Она уехала в глухой, далекий городок Тольвиедра, приютившийся в складке скалистого хребта, и заточила себя в четырех стенах старого монастыря, ранее принадлежавшего бенедиктинкам.
В саду рос кипарис – родной брат кипариса из монастыря урсулинок в ее родном городке, кипариса ее юности. И, сидя у подножия темного дерева, она созерцала огненно-алые облака заката, приводящие на память иные вечера. Лидувина находила странную отраду в этом печальном саду, как и она молчаливом, занятом в основном под овощные грядки, с немногочисленными, полуувядшими цветами, которые поливала она одна, в этом печальном саду, заточенном среди высоких стен, в этом клочке природы, отъединенном от мира. Из всего, что есть на свете, отсюда было видно одно лишь небо – ведь небо не спрячешь за стенами и решетками. По его синеве часто скользили мирные облака, даря Лидувине прохладу, а порою голубка трепетала белыми крылами, спеша в свое теплое гнездышко. Когда над всей землею нависала мягкая черная кисея и потоки дождя низвергались с небес, вода попадала и на землю вне монастырских стен, и на ту, что была заточена меж ними. Ночами Лидувина рассеянно устремляла к звездам взгляд своих черных глаз или наблюдала, как полумесяц, словно кораблик, быстро-быстро скользит среди легких туч. Днем внутрь монастыря проникали возгласы толпы, проходящей вдоль стен, треньканье гитары и бандуррии,[27] пение паломников; а однажды поздно вечером, прислонившись к стене, Лидувина уловила за нею скользящий звук поцелуев и порхание прерывистых вздохов. И под эти отголоски извне она замечталась, вспоминая старуху с дрожащим животом, которая обходила, на коленях и с четками в руках, Крестный путь в том заброшенном храме слез, и поезд, бегущий вдоль реки с пожелтевшими после грозы водами, среди сосен, олив и апельсиновых деревьев.

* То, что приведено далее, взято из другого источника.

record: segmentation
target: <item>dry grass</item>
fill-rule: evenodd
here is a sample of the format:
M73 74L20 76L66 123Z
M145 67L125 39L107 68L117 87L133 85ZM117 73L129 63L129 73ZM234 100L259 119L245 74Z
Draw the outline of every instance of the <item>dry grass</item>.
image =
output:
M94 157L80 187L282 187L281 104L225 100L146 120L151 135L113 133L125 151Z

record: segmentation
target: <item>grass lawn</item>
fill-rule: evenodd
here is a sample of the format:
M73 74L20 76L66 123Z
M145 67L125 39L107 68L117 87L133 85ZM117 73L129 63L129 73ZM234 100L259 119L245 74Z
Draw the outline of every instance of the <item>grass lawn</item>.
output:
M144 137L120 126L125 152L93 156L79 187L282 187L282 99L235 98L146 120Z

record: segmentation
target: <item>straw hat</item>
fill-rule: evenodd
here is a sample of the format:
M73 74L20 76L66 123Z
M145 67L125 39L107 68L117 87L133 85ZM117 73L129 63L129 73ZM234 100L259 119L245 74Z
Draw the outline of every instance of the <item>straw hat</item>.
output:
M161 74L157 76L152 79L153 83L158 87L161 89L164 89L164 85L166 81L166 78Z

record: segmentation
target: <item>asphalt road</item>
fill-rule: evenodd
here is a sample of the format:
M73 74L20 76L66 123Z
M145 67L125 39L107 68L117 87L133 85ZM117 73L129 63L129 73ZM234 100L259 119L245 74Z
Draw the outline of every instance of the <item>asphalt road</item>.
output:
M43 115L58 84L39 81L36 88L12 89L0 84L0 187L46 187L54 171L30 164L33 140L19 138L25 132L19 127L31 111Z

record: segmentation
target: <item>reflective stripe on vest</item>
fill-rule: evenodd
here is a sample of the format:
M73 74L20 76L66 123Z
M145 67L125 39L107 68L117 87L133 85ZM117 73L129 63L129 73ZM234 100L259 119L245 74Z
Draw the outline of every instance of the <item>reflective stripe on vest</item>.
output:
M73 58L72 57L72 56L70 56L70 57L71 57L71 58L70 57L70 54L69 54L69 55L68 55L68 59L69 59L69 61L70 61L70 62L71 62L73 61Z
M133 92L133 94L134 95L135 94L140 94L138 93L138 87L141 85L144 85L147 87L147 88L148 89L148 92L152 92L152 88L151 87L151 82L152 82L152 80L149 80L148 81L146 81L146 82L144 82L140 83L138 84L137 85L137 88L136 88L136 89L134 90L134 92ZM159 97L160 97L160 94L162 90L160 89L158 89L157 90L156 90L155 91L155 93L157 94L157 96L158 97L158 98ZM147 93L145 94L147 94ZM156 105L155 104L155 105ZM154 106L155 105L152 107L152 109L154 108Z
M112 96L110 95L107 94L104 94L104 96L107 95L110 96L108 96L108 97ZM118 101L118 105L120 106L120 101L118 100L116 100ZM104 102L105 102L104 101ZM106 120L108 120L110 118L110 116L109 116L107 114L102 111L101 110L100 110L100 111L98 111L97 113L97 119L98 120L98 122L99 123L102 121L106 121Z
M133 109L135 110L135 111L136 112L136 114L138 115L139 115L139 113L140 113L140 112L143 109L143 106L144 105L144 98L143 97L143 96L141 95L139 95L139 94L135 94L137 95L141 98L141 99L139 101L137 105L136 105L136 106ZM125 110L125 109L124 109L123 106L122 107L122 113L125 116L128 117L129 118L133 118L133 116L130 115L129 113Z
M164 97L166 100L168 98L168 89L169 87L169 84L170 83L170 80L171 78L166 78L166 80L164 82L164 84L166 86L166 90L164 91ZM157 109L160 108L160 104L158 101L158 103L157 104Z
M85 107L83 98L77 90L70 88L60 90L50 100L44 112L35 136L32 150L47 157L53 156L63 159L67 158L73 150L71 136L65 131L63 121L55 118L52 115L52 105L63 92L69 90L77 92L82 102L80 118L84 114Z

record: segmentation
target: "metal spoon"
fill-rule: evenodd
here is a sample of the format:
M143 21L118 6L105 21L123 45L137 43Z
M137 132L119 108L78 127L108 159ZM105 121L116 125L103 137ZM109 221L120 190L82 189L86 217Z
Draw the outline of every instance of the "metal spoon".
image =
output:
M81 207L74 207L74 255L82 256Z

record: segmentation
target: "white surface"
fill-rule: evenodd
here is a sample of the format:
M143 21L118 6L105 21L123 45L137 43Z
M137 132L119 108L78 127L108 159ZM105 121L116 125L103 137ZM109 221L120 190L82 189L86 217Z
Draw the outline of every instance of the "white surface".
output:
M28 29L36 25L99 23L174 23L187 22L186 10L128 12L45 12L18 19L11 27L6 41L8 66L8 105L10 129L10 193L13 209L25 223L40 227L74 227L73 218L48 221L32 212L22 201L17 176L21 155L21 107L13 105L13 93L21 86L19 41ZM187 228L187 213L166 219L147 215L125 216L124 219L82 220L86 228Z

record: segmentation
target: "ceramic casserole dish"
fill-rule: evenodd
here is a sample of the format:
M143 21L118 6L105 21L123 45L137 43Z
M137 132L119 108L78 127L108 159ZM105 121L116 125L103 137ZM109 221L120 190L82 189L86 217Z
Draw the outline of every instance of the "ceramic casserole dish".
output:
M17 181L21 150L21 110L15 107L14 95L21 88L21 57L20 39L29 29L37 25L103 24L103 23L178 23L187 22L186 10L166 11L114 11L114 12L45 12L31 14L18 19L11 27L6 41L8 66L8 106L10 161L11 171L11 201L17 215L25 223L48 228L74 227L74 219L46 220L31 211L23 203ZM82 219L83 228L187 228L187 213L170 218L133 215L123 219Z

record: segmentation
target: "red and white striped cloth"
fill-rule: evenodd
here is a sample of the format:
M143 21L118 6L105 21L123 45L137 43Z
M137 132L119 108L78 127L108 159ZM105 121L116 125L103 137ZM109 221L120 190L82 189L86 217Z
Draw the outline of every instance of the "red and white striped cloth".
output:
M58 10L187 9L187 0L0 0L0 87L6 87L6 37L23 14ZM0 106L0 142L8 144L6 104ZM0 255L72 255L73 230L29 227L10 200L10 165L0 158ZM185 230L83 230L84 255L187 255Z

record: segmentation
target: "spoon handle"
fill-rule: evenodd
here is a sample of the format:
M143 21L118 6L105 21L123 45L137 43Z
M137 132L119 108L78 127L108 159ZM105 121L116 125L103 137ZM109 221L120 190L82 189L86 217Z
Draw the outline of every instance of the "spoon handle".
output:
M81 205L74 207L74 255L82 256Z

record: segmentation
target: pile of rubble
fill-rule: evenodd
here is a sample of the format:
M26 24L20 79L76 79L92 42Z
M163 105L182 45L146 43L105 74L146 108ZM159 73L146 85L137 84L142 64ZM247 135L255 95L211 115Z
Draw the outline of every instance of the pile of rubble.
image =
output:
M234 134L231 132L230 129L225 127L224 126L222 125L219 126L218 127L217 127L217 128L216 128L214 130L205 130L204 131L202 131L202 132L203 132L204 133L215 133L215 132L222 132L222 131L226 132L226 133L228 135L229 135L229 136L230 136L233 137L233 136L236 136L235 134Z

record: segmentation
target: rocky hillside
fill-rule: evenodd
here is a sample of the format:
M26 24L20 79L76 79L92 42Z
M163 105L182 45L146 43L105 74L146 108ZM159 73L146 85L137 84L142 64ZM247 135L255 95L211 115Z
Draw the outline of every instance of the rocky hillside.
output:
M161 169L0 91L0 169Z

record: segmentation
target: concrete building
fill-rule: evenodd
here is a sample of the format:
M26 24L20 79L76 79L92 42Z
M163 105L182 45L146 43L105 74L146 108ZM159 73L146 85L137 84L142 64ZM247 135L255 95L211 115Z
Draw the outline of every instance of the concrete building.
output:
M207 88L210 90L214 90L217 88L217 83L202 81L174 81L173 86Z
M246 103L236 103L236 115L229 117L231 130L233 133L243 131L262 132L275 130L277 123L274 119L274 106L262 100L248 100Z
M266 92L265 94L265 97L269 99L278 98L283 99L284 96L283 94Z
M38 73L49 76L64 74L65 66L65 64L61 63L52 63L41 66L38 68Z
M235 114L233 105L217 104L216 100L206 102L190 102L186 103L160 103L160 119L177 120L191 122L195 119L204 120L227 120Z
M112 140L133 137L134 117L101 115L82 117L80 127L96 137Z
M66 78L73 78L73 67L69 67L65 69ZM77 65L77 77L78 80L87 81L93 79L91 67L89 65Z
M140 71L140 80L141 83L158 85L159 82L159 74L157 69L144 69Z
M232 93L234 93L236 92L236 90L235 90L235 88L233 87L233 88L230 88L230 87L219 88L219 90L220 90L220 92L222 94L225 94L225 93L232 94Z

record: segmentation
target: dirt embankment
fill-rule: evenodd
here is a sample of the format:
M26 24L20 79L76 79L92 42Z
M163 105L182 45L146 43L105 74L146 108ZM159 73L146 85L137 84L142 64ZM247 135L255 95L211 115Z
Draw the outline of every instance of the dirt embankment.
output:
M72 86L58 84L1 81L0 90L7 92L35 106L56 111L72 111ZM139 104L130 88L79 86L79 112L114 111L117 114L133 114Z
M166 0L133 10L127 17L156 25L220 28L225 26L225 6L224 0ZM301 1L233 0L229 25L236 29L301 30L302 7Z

Тот город представлялся ей городом греха. Греха? Но разве то, что они содеяли, было грехом, настоящим грехом? Разве это и есть грех, который рисуют нам в столь заманчивых красках? О, грех – лишь одно любопытство, без сомнения, не более чем любопытство! Из любопытства, из жажды познания согрешила Ева. И из того же самого любопытства продолжают грешить ее дочери!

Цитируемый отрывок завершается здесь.